Его крик смешался с грохотом реки. Сергей время от време­ни терял над собой контроль и уходил с головой под воду.

«Господи, если ты есть, помоги!» — подумалось ему. Рука ухватилась за что-то крепкое, он из последних сил сделал ры­вок, появившись на поверхности воды. В голове промелькну­ла надежда. Берег, камыш. Ухватившись покрепче за стебель растения, потянул его на себя, оставляя на листьях кровавые следы, в тот же миг смываемые ледяной водой.

«Я живой, живой!.. Где я? Где колонна?» Он цеплялся не­послушными пальцами за камни, соскальзывал, снова хватал­ся. Подтянувшись, вылез на берег.

Немного отдышавшись, Сергей встал и, медленно преодо­левая подъем, пошел наверх, туда, где из-за скалы поднимал­ся дым.

«Там они, там, — твердил он. — А может, там духи? Нет, — отбросил он от себя пришедшую мысль. — Как далеко меня утащила эта река», — подумал он, теряя сознание.

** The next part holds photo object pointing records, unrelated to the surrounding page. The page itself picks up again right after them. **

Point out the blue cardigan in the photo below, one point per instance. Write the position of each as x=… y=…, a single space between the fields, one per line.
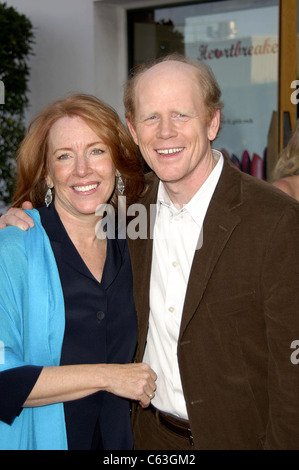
x=32 y=321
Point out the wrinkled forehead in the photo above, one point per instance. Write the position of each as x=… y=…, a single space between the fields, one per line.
x=166 y=83
x=166 y=73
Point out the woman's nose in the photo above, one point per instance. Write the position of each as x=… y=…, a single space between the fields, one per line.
x=82 y=166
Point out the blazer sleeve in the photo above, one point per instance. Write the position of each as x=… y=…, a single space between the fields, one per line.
x=15 y=386
x=280 y=282
x=17 y=377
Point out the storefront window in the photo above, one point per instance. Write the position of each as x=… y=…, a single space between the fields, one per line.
x=239 y=42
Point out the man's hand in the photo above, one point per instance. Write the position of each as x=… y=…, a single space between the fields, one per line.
x=17 y=217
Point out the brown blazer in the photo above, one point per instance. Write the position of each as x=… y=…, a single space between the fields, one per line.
x=240 y=316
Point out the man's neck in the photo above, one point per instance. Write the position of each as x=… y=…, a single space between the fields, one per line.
x=182 y=191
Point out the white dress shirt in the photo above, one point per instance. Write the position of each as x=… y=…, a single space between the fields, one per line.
x=177 y=234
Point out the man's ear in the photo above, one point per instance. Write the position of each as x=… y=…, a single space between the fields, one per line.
x=214 y=125
x=132 y=130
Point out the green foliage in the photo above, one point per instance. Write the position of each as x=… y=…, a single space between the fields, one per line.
x=16 y=39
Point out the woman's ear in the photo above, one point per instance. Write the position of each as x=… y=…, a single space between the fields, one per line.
x=49 y=181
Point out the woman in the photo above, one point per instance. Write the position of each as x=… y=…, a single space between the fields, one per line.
x=286 y=172
x=67 y=317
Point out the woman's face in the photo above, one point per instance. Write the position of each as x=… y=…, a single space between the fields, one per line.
x=80 y=167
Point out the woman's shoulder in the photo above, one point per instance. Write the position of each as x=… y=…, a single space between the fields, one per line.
x=14 y=238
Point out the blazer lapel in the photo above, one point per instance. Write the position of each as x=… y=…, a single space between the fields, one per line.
x=219 y=224
x=141 y=258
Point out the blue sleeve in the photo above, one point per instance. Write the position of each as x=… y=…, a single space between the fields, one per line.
x=15 y=386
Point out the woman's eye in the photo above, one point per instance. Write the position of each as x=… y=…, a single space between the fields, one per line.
x=63 y=156
x=97 y=151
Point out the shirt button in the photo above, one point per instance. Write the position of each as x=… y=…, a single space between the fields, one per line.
x=100 y=316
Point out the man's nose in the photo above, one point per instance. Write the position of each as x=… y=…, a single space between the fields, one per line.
x=166 y=128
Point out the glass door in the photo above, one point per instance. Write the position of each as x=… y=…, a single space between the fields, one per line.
x=239 y=41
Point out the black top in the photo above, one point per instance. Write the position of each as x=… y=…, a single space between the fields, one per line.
x=101 y=327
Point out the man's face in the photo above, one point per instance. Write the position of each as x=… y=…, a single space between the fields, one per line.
x=170 y=125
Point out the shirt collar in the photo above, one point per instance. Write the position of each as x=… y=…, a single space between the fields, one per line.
x=205 y=191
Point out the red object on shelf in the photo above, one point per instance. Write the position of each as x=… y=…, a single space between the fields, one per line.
x=257 y=166
x=246 y=162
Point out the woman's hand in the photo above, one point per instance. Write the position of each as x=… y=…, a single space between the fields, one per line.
x=64 y=383
x=133 y=381
x=17 y=217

— Серега, Серый, братишка, ты живой?

Его кто-то поднял и понес. Открыв глаза, Сергей увидел Иванова.

— Ну, как ты? — обрадовался он.

— Что там случилось? — спросил Сергей, обращаясь к другу.

— Лучше не спрашивай, — ответил Иванов.

— Я знал, я чувствовал, что не все так чисто кончится для нас. Ну, что, говори! — не мог успокоиться Сергей, ухватив­шись за плечо Иванова.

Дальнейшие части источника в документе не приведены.